Le narrateur, prof d'histoire à la retraite, fait la connaissance, lors d'une réunion de la société savante dont il est membre, d'une femme, Nicole, qui semble conjuguer élégance et esprit. Lui est de gauche, célibataire endurci, elle est veuve, héritière d'une propriété viticole dans la région de Cognac et à ce titre plutôt conservatrice. Peu à peu, une relation en pointillés va se nouer entre eux, longues périodes calmes succédant à de brèves retrouvailles à la fois ardentes et raisonnées. Mais, comme chacun sait, les histoires d'amour finissent mal, en général.
Un second roman est inclus dans le premier : Nicole, à qui son père, en plus de ses vignes, a légué une vaste bibliothèque balzacienne, apprécie l'auteur de la Comédie humaine, ce que le narrateur a du mal à comprendre. Pour tenter de saisir ce qui, dans l'oeuvre
De Balzac, charme Nicole, et donc pour mieux la cerner elle, le héros entreprend de résumer et de réécrire avec les mots d'aujourd'hui "
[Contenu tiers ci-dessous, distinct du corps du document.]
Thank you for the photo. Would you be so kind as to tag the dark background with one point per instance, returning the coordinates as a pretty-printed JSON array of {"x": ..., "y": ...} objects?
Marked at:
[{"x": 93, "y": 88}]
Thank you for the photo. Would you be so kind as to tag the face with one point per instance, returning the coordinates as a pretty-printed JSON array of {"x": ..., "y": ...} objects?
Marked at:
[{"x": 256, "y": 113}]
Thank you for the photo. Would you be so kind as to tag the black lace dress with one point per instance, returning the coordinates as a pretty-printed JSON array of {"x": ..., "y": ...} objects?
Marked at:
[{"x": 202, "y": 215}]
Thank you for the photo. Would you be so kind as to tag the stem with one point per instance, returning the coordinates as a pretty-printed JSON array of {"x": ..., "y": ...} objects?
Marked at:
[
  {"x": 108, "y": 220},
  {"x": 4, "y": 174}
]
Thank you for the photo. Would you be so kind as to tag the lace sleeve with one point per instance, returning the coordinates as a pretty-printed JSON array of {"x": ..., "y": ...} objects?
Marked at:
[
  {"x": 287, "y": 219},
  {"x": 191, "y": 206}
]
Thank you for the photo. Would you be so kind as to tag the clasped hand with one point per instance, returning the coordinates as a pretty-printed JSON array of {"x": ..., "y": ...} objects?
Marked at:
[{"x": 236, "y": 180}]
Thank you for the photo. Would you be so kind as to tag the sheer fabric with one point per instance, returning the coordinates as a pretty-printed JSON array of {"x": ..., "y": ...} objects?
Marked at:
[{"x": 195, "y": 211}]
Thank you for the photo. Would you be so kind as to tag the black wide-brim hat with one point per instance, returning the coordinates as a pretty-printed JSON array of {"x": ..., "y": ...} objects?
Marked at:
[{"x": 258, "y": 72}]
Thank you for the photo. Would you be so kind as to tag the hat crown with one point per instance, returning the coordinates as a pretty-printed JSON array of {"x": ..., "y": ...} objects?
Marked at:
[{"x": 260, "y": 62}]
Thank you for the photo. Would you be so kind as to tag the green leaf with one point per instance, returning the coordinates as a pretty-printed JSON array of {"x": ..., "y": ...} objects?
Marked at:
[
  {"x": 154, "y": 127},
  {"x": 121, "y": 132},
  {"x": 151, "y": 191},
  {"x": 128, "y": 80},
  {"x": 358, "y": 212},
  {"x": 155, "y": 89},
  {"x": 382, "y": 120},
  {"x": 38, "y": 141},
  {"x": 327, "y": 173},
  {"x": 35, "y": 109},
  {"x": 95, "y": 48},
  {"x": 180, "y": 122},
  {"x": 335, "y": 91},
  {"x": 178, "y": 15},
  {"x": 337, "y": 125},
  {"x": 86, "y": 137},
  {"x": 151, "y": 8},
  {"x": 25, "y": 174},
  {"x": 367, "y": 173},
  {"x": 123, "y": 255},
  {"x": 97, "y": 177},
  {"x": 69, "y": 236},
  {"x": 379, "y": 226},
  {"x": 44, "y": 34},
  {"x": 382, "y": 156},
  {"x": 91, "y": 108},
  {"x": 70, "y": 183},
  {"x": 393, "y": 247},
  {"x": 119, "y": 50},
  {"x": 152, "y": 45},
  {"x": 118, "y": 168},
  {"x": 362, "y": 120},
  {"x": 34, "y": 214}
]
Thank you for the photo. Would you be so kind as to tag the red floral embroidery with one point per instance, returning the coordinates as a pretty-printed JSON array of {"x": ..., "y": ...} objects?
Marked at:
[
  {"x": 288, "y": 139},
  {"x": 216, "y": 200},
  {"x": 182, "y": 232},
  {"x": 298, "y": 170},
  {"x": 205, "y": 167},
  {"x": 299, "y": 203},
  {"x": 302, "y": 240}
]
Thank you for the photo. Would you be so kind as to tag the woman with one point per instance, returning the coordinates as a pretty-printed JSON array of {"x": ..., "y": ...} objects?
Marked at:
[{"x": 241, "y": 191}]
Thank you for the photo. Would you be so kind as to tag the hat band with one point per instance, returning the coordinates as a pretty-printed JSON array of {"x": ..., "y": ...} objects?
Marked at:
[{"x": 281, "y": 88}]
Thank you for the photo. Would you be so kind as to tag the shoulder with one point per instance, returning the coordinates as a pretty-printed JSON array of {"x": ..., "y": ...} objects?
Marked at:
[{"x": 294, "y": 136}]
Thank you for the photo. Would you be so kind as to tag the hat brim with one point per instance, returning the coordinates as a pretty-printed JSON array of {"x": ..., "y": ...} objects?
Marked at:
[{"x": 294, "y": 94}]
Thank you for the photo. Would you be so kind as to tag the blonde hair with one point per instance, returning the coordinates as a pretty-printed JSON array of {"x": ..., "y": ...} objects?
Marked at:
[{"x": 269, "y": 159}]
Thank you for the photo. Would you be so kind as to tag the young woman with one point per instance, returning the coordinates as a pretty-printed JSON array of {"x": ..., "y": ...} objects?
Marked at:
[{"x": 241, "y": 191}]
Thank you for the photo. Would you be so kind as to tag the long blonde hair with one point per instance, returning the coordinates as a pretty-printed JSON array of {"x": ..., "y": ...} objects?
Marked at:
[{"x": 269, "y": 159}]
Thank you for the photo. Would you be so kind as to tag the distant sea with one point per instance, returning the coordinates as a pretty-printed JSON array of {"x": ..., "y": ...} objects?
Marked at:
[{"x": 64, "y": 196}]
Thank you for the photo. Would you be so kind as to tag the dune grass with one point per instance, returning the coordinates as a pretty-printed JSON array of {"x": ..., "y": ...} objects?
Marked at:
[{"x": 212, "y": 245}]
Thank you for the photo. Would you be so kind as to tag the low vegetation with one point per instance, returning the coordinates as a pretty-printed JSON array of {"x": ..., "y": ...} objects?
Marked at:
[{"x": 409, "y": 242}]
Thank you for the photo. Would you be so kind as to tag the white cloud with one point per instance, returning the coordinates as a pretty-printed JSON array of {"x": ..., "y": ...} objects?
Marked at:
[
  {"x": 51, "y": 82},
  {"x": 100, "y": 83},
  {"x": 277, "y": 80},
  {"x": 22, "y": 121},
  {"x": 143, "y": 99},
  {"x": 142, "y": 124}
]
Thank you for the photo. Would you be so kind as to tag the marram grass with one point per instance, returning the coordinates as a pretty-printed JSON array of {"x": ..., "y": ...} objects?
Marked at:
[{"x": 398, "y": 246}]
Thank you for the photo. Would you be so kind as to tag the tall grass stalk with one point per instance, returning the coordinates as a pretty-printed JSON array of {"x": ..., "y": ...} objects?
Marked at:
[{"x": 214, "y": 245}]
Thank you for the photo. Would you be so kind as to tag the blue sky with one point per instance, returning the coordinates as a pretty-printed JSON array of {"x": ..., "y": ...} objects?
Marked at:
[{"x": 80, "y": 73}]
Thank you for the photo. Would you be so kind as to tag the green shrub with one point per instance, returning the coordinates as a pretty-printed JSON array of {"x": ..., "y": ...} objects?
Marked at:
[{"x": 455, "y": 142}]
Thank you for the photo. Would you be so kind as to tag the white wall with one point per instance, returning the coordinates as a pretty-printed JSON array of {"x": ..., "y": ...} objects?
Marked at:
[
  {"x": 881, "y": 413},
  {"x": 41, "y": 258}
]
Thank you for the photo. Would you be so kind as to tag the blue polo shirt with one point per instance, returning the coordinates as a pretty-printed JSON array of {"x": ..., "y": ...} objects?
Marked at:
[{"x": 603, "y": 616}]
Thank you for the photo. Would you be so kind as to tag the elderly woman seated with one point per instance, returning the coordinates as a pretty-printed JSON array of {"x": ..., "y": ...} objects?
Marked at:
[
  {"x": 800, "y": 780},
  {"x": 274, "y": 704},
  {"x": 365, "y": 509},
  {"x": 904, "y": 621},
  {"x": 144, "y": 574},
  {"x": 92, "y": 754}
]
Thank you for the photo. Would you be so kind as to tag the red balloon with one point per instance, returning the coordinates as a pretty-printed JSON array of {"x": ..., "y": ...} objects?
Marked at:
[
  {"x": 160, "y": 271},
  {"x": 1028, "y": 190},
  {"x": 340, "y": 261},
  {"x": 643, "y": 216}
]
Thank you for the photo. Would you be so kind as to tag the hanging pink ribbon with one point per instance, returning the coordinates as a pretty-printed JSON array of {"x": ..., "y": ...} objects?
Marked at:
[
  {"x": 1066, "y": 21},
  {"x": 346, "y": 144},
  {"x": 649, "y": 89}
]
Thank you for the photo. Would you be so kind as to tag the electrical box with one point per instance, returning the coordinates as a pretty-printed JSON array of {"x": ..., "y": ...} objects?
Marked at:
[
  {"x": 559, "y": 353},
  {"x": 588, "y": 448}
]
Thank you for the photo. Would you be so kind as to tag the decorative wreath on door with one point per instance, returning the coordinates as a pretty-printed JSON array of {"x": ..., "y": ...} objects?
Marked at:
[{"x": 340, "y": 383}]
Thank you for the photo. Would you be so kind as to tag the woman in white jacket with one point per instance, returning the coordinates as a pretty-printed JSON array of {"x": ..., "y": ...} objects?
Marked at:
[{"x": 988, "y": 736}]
Le curé de village", mélodrame dans lequel la religion – et l'amour – joue un rôle essentiel. L'essai est plutôt réussi mais j'aurais préféré que l'auteur conçoive une adaptation complète, ancrée dans le XXIe siècle, comme est enracinée en Charente l'histoire de Nicole et du prof retraité. Cette imbrication de deux histoires actuelles, sans doute plus ardue (la mortification au moyen d'un cilice n'est plus guère à la mode de nos jours), aurait éliminé le côté didactique de l'exercice bien que, j'en conviens, le statut d'enseignant du héros rende parfaitement cohérent le choix adopté par l'auteur.